At 550 seats, Nighttown very likely is Cleveland's largest restaurant. At any given time, there can be 150 people enjoying a live show in the music room, a party for 20 in a private dining room, a dozen couples canoodling in the slender dining room and another couple hundred sprinkled throughout the various side and back patios. It's a massive, slow-moving ship that does not abide change.
Yet that's precisely what chef Nathan Sansone is attempting to do from within, though he admits it isn't always easy.
Impressed by his talent and initiative in the kitchen, owner Brendan Ring promoted Sansone to executive chef last summer. "I hired him last year as a sous chef, but when I saw what I had on my hands I got rid of my old chef and promoted him," Ring explains.
By buying whole fish and larger cuts of meat and breaking them down himself, Sansone was able to simultaneously improve the quality of his ingredients while lowering his food costs, exactly the kind of thing that earns the respect of the boss. "I brought a lot of new ideas to the table," Sansone says.

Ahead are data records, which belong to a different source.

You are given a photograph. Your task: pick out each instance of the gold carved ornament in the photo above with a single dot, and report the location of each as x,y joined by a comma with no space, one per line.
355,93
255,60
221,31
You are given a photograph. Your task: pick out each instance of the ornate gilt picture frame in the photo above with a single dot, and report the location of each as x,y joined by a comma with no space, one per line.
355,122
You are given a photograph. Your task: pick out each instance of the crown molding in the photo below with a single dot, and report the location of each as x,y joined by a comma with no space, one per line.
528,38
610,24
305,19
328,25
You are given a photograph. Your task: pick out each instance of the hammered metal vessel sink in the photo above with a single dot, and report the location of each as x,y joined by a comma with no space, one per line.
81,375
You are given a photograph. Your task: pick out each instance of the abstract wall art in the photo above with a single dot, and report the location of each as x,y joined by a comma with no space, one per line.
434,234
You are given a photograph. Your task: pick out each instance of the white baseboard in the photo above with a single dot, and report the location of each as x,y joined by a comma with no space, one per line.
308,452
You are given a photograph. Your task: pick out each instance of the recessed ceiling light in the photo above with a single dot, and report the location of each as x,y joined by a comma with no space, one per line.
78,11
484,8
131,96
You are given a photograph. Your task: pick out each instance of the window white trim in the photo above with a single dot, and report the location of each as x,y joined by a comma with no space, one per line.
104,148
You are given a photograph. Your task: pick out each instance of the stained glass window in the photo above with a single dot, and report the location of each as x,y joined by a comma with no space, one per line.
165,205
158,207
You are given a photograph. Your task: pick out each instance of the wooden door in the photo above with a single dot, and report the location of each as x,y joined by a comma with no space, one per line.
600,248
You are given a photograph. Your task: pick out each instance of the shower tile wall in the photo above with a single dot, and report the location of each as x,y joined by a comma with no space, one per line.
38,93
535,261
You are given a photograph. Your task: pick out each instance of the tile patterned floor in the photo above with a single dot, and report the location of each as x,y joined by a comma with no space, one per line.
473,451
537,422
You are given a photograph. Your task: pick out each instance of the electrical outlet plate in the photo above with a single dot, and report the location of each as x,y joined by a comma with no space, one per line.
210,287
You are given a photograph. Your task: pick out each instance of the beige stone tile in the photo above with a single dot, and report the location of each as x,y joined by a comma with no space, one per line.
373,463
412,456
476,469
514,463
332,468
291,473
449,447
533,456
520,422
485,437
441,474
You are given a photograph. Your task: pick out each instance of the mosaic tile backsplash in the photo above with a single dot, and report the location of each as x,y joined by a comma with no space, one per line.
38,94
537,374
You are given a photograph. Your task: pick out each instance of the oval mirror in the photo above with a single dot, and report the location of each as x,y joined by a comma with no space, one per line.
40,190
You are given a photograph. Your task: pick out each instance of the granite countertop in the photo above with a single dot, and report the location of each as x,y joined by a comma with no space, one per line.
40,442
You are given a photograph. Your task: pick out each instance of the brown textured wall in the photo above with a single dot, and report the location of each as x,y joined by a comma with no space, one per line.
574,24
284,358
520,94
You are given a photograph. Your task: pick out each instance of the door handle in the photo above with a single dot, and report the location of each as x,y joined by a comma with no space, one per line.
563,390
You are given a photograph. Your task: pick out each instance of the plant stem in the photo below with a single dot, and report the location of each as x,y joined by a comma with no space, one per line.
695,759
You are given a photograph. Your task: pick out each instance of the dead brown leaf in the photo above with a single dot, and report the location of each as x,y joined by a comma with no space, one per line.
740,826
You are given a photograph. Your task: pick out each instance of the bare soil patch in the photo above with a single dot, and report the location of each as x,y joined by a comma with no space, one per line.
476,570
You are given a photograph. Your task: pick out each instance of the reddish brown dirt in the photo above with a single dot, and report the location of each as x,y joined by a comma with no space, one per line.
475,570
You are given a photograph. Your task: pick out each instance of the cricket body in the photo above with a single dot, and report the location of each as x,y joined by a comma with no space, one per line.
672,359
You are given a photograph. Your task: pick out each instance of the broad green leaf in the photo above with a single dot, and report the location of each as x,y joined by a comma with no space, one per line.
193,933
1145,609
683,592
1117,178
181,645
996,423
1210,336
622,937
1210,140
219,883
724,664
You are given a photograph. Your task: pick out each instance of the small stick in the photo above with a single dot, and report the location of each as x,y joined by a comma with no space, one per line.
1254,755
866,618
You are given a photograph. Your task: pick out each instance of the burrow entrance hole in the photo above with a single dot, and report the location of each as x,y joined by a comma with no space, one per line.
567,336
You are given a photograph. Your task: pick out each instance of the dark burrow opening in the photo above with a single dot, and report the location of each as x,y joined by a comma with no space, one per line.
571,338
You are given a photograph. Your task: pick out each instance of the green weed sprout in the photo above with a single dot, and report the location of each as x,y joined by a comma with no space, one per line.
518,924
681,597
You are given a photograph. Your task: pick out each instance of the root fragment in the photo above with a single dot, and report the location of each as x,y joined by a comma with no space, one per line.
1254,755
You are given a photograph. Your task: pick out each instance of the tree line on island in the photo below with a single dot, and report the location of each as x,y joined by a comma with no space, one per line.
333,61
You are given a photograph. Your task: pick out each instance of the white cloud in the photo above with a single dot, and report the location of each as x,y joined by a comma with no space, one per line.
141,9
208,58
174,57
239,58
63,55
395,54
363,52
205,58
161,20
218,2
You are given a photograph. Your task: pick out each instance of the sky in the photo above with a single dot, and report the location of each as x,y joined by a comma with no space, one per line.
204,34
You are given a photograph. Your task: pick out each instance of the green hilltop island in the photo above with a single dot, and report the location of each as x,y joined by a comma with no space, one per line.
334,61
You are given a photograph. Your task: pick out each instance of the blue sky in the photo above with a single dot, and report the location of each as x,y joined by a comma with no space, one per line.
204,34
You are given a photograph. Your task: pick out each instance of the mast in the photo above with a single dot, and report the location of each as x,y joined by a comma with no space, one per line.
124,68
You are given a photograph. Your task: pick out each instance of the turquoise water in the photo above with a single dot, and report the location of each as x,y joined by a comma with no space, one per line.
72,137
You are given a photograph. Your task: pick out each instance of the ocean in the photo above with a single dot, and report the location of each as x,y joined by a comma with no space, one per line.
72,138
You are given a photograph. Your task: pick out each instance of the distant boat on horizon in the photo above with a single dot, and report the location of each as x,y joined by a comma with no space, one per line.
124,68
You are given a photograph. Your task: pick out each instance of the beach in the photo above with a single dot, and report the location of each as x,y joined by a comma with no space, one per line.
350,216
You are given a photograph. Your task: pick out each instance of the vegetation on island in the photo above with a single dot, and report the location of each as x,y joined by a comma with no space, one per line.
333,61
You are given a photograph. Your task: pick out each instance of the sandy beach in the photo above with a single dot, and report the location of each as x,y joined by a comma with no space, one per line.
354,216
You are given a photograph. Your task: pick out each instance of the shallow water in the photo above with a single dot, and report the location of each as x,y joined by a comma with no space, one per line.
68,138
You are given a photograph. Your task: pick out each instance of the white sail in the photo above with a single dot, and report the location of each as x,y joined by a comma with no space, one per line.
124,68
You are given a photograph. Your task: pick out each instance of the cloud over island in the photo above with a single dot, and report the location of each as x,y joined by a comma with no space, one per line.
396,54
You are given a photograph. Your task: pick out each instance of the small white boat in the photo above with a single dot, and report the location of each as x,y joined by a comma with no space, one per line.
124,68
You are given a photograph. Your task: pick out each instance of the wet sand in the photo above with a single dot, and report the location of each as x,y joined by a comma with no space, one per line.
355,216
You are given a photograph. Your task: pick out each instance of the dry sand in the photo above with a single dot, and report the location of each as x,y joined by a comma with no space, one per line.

Fresh from Boulder, Colo., the 33-year-old chef was gung-ho to transform Nighttown into a progressive, farm-to-table restaurant, albeit on a massive scale. But that turned out to be more challenging than he expected. Pushback from the guests meant pushback from the owner, and before you knew it, that fusty old trout amandine with baked potato wasn't going anywhere.
"I have to confess, the first two months I was here I still had my resume out there," he says. "I wasn't sure it was the right place for me."
Instead, he focused on the things he could do to improve the restaurant. He reorganized the kitchen, he updated the banquet operations and began to add local product. "I know it sounds cliche, but you can put me in any situation and I'll try and make the most of it," he says. "There are some things I'm not allowed to touch. It took me a while to come to terms with that."
Still, small victories began to take place. Prime rib went from being an everyday item to weekends-only. Dishes like the roast chicken are now made with local Tea Hills poultry. New seasonal specials began working their way into the mix: creamy lobster pot pie in winter, Alaskan halibut with pea risotto and pea tendrils in spring, beachy lobster rolls in summer. He added a cheese plate.
Predictably, the new-fangled items outshine the grandfathered-in ones. The steamed whole artichoke ($8) tastes bland and lifeless. The famed Dublin Lawyer ($24) is heavy on mushrooms and light on lobster. Still, it is appropriately creamy, decadent and pleasantly spiced.
Fresh, local chicken makes all the difference in the world in Nighttown's roast chicken ($19), a straightforward but solid preparation. Fresh market fish, bright salsa, and a creamy avocado aioli all combine to great effect in a plate of fish tacos ($15), another recent addition. While over-dressed for my taste, the lobster roll ($18) literally overflows its toasted split-top bun with sweet and briny lobster meat.
Sansone devotes a good deal of his creative attention to nightly specials, an area where he's given an abundance of autonomy. That translates into dishes like braised Berkshire pork shank with local mushrooms ($19), or a meaty bone-in Ohio pork chop with a smoky glaze and crisp-cooked baby carrots ($19).
Service in the Music Room during a show is predictably slow, bordering at times on chaotic. It's less an issue of preparing the food for 150 people at a go, says Sansone, than it is getting the servers to do a better job managing their stations. That was apparent to us during a recent show, when our server seemed outnumbered by blood-thirsty diners.
That aside, Nighttown is figuring out ways to balance change and improvement with longstanding client expectations, which is always a delicate feat.
"It's a tough battle, I can tell you that," says Ring. "But the reality of the situation is the world is changing, food is changing. I can sit here and pat myself on the back for the next 10 years and turn around one day and say, 'What happened?' Or I can try and change before I need to."